Урон-то, конечно, нанесен. Непонятно только, зачем Валере ее насиловать было, если они столько времени жили в открытую, им Юрка Кантимиров ключи от своей хазы давал, еще и на машине отвозил. А Валька не смогла больше в конторе работать, ее батя в аспирантуру факультета журналистики определил. Так что будет кому теперь студентов обучать. И рубрика ежедневная в «Вечерке» загнулась. Ее сначала Светке Полуниной отдали, она несколько раз выступила, но медлительная, не может в номер гнать, ей бы в журнале работать, где смотрят не на часы, а на календарь, полистывая, сколько дней осталось до зарплаты и потом уже до сдачи номера. А в ежедневной газете думать некогда — раз два и в номер!

Свидетелем всех вышеописанных событий я не был, работал в заводе, но потом уже, когда «Вечерка» разделилась на две газеты, и Илья Иванович забрал на Артема, 24, как говорили, лучших, за собой увел, мне во всех подробностях эту историю Вовка Стон и Галстук любили рассказывать, когда подвыпьют. А я им — про то, как Наждак оказался в нашей типографии, работая в многотиражке, мы в один день с «Ленкузней» верстались.

Когда Валера Наждак впервые пришел в цех, стало сразу как-то тихо и темно. Здесь никогда тихо не бывает — лязг, грохот, шум машин, визг резательного аппарата, точилок, марзан кто-то выбросит в ящик, громкие крики — если тихо говорить будешь, никто не услышит. И так весь день. Так вот, когда в дверях показался Валера, все прекратили работу, уставились. Он тоже хорош: не поздоровался ни с кем, опустив голову, прошел к дверям начальника. Это была первая и решающая ошибка — на фига тебе начальник, ты с рабочими сначала перекинься двумя-тремя словами, шуткой какой. А что начальник? Тебе ж с ним не работать. Напрасно, конечно, напялил почти что выходной костюмчик, галстучек, белая рубашечка с манжетами. Только руки в первый раз на таллер — манжеты в темных разводах.

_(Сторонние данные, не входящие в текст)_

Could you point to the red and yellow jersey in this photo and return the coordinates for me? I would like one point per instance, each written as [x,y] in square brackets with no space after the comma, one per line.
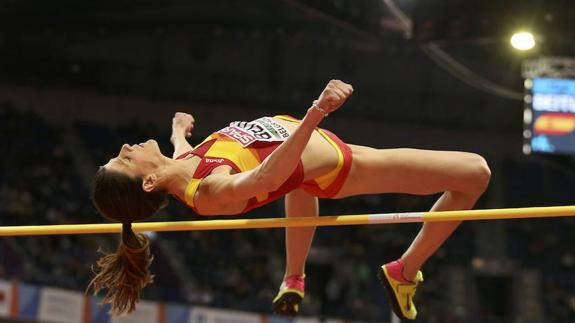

— Пойдите к умывальнику, Валерий Иванович, — там щеточка есть, мы все ей пользуемся, когда манжеты запачкаем!

Дружный хохот. А оно ведь дело известное — как поначалу не сложиться, так дальше и будет. Вот Валера стоит перед умывальником, щеточкой грязь стирает, да только размазывает, как в армии, накололи тебя, простофилю. Кто же в типографии белую сорочку носит? А из цеха по одному бегают смотреть, как он зачищает. Ну посмеяться бы со всеми, от сердца б отлегло, с кем не бывает, приняли, глядишь, наладилось бы. Ан нет, голосом таким, не терпящим возражений:

— Где линейка между материалами? Почему не поставили?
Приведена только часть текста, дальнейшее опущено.